Article written & submitted by Melissa Capyk
Wild Cakes, Brantford ON 

There are a lot of things you have to take on faith when you hire a cake artist to create your wedding cake but there are a few key things you should look for and ask!

1. How much experience do you have?
You need to get a sense of how many cakes or how many years experience she has. While we all have to start somewhere, if you want a large or intricate design, you probably don’t want to be her first wedding cake! If you are looking for a simpler design, you may be able to save some money by using a less experienced decorator.

A more useful way to judge if a decorator will be able to produce the cake you desire is to look at her portfolio. She may have a book or a web site for you to look at.

Keep in mind that what is in her portfolio is just a sampling of what she has done… many cake artists will prefer to create something just for you so don’t treat it like a menu that you have to pick from – just an indicator of her skills.

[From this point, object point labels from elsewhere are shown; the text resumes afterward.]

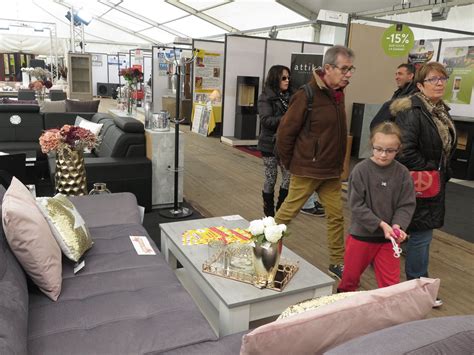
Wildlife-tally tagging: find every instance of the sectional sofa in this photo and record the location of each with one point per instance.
(120, 161)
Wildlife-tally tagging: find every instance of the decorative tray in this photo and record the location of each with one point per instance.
(216, 266)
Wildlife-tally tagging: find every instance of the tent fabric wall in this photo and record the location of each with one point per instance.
(31, 44)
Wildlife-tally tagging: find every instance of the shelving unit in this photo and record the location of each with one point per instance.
(80, 76)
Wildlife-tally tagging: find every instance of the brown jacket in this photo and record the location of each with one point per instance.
(315, 149)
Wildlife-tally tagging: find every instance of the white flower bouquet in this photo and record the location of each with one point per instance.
(266, 230)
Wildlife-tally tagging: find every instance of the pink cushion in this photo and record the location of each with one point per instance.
(321, 329)
(30, 239)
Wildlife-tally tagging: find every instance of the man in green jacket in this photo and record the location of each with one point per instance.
(313, 147)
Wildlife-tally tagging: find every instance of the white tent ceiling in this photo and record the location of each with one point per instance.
(143, 23)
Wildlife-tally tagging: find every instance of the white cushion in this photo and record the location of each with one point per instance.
(91, 126)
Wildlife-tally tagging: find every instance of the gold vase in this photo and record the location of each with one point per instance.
(70, 175)
(265, 263)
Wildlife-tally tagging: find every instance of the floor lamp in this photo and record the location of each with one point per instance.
(177, 212)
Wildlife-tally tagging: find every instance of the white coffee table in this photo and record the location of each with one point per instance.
(229, 305)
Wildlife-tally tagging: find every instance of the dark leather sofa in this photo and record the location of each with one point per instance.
(120, 160)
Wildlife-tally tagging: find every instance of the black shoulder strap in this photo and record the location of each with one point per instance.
(309, 105)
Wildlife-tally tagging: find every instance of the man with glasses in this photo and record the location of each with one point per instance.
(404, 78)
(313, 145)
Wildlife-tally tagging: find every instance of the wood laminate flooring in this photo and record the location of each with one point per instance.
(220, 180)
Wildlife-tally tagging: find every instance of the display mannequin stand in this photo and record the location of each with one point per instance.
(177, 212)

WARNING: Always ask if all the cakes on her web-site or in her portfolio are actually decorated by her. Some inexperienced or unscrupulous decorators will “pad” their own work with images that they have “borrowed” from other cake artists. If you suspect this is the case, RUN the other way – you have no way to tell what she is really capable of producing, and you already know she is being less than honest! (note – this warning does not refer to an artist who shows you a collection of “for inspiration” images – we all have those folders so we can illustrate an idea or design we have not yet produced ourselves… the difference is that an honest cake artist will not display these images in her own portfolio or web site, and will clearly tell you that these are not her cakes!)

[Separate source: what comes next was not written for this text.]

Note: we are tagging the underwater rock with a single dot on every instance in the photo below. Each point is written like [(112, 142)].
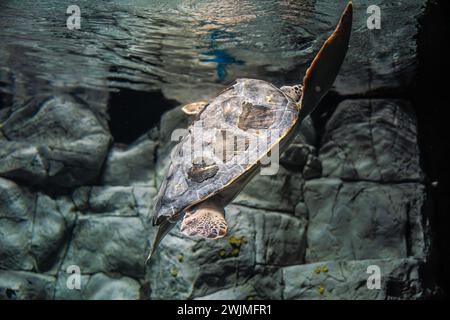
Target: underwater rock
[(32, 228), (363, 220), (380, 60), (258, 243), (21, 285), (102, 287), (330, 280), (372, 140), (108, 244), (57, 142)]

2. What does the price include? What additional charges might there be?
There are many different ways to price out a wedding cake. Some artists will provide an “all inclusive” price that includes everything from your initial tasting and design, right up to delivery and set up. Some will provide you with a base price for the cake, then additional costs are applied for whatever décor you require. Cakes can be priced per tier or, more typically, per serving.

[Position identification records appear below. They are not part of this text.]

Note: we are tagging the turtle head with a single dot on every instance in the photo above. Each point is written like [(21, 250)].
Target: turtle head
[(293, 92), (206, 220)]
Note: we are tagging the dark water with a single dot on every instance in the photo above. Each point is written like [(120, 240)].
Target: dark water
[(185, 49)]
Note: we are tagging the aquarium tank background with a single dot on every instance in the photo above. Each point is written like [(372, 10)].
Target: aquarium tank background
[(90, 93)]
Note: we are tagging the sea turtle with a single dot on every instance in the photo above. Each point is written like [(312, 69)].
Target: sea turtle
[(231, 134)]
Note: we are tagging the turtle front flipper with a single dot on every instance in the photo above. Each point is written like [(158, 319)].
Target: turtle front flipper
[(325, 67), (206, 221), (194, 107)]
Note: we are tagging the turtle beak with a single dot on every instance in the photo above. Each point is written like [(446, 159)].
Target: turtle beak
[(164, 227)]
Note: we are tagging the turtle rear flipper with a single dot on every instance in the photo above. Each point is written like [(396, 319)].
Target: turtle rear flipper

A tasting session may be included or there may be a specific "tasting charge" which may be applied towards your cake if you decide to order. You will normally be served a set number of small cakes with various fillings and icing types which you will pre-select when you book the session.

A cake order deposit is normally charged at the time you place your cake order. This charge is put towards your final cake costs and may be in the 50% range. This deposit then makes the baker's time slot "yours" and they will now turn down other orders above what they are able to make that week. It is generally considered a non-refundable deposit since they will be turning away other potential clients.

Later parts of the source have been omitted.